Lyso-Phosphatidylglycerol (LPG)
LPG (14:1) and LPG (16:1) showed a reduction in 12 h Aβ(1–40)-treated hippocampal neurones. Glial cells showed a strong increase after 3 h Aβ(1–40) and Aβ(1–42) treatment in LPG (14:1) and after 12 h Aβ(1–40) treatment in LPG (16:1). In addition, LPG (16:1) showed a decrease after 3 h Aβ(1–40) and Aβ(1–42) treatment of glial cells (Figure 4).

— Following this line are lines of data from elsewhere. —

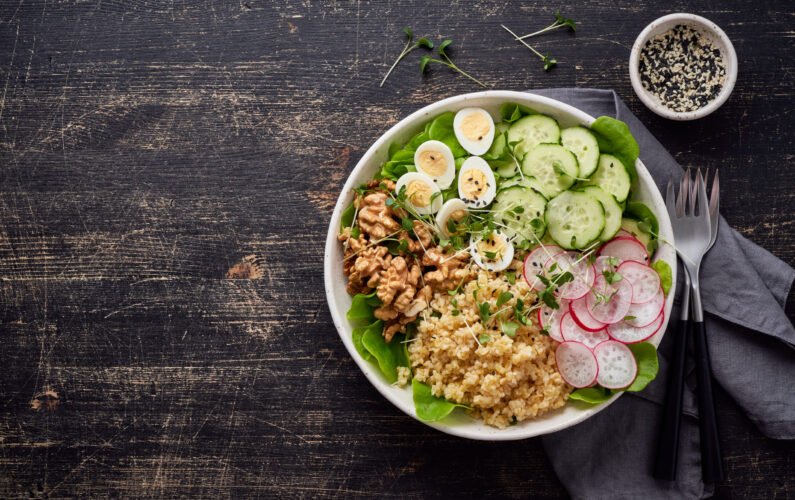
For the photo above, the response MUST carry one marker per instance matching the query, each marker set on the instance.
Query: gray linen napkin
(611, 455)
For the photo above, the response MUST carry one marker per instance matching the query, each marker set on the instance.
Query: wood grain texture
(147, 147)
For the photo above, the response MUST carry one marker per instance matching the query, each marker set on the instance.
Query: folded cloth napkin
(744, 291)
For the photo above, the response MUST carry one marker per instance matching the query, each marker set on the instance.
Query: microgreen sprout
(445, 60)
(560, 22)
(549, 61)
(422, 42)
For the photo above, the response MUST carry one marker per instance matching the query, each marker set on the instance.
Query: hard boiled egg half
(435, 159)
(474, 129)
(494, 253)
(453, 210)
(476, 184)
(422, 194)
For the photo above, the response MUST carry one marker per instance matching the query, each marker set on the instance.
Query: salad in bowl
(497, 265)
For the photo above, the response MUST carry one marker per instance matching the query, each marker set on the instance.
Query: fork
(711, 463)
(695, 235)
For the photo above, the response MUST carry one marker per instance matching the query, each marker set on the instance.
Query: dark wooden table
(146, 148)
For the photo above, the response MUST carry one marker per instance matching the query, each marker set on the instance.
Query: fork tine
(670, 198)
(701, 185)
(684, 190)
(714, 195)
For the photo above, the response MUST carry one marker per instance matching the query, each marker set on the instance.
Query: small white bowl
(709, 30)
(460, 424)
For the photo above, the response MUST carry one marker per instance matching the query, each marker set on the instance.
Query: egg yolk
(432, 163)
(492, 245)
(475, 126)
(419, 193)
(473, 184)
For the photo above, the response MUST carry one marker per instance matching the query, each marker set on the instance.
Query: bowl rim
(704, 24)
(340, 322)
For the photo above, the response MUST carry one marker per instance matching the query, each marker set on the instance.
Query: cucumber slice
(611, 175)
(531, 131)
(581, 142)
(631, 226)
(575, 219)
(528, 225)
(612, 212)
(554, 166)
(528, 182)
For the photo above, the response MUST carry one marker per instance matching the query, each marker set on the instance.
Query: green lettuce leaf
(384, 353)
(648, 366)
(347, 217)
(511, 111)
(615, 138)
(430, 408)
(362, 307)
(441, 129)
(666, 275)
(357, 335)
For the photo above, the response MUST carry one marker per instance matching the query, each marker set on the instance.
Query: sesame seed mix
(682, 68)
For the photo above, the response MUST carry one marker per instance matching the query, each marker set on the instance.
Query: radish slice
(628, 334)
(617, 365)
(644, 280)
(577, 364)
(534, 264)
(571, 331)
(584, 275)
(625, 248)
(644, 314)
(620, 298)
(549, 319)
(581, 316)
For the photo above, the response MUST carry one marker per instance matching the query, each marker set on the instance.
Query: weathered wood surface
(147, 147)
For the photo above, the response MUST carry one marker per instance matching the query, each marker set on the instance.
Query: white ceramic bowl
(708, 29)
(459, 423)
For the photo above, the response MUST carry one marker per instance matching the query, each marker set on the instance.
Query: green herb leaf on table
(666, 275)
(429, 408)
(648, 365)
(422, 42)
(446, 61)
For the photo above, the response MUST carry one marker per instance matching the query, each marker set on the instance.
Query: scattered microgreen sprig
(560, 22)
(549, 61)
(445, 60)
(421, 43)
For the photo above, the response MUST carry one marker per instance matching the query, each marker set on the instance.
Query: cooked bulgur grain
(503, 379)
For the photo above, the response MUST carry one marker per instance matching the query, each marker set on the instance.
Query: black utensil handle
(668, 446)
(711, 462)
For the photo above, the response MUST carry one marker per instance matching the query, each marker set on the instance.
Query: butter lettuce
(615, 138)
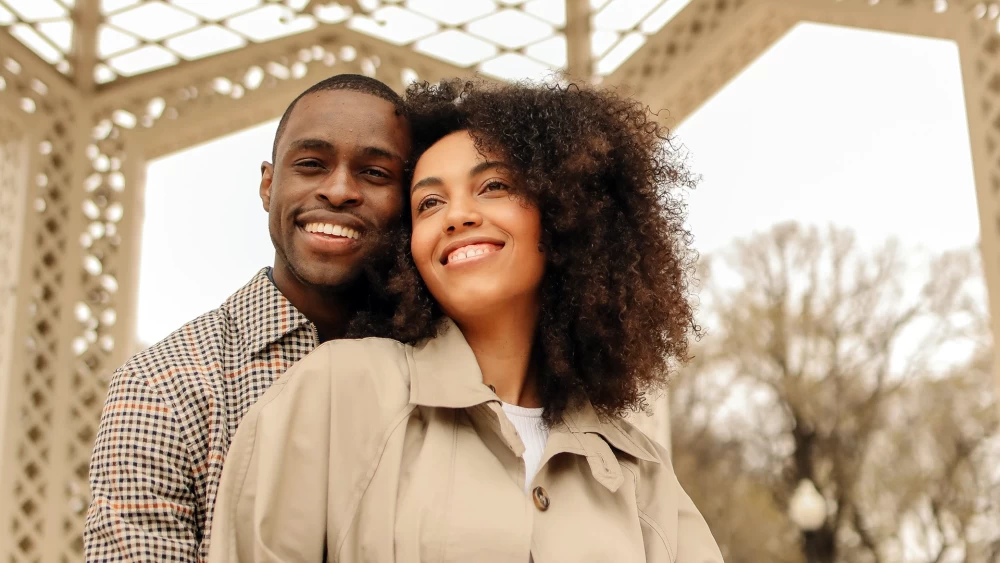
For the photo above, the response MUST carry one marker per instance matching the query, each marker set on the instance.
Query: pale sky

Lyso-Phosphatidylserine (LPS)
LPS (18:2) showed an increase in 3 h Aβ(1–40)- and Aβ(1–42)-treated glial cells as well as in 3 h and 12 h Aβ(1–40)-treated hippocampal neurones. A reduction was observed in Aβ(1–42)-treated hippocampal neurons after 3 h and 12 h (Figure 4). A decrease was observed in LPS (18:0) after 3 h Aβ(1–40)- and Aβ(1–42)-treated glial cells. LPS (16:0) was reduced in 3 h Aβ(1–40)-treated hippocampal neurones, as well as in 12 h Aβ(1–40)-treated glial cells (Figure 4).
Lyso-Platelet-Activating Factor (Lyso-PAF)
Lyso-PAF showed a reduction in 12 h Aβ(1–40)-treated glial cells, as well as in hippocampal neurones after 3 h and 12 h, for both Aβ(1–40) and Aβ(1–42) treatment. A prominent increase of lyso-PAF was observed in 3 h Aβ(1–40)- and Aβ(1–42)-treated glial cells (Figure 4).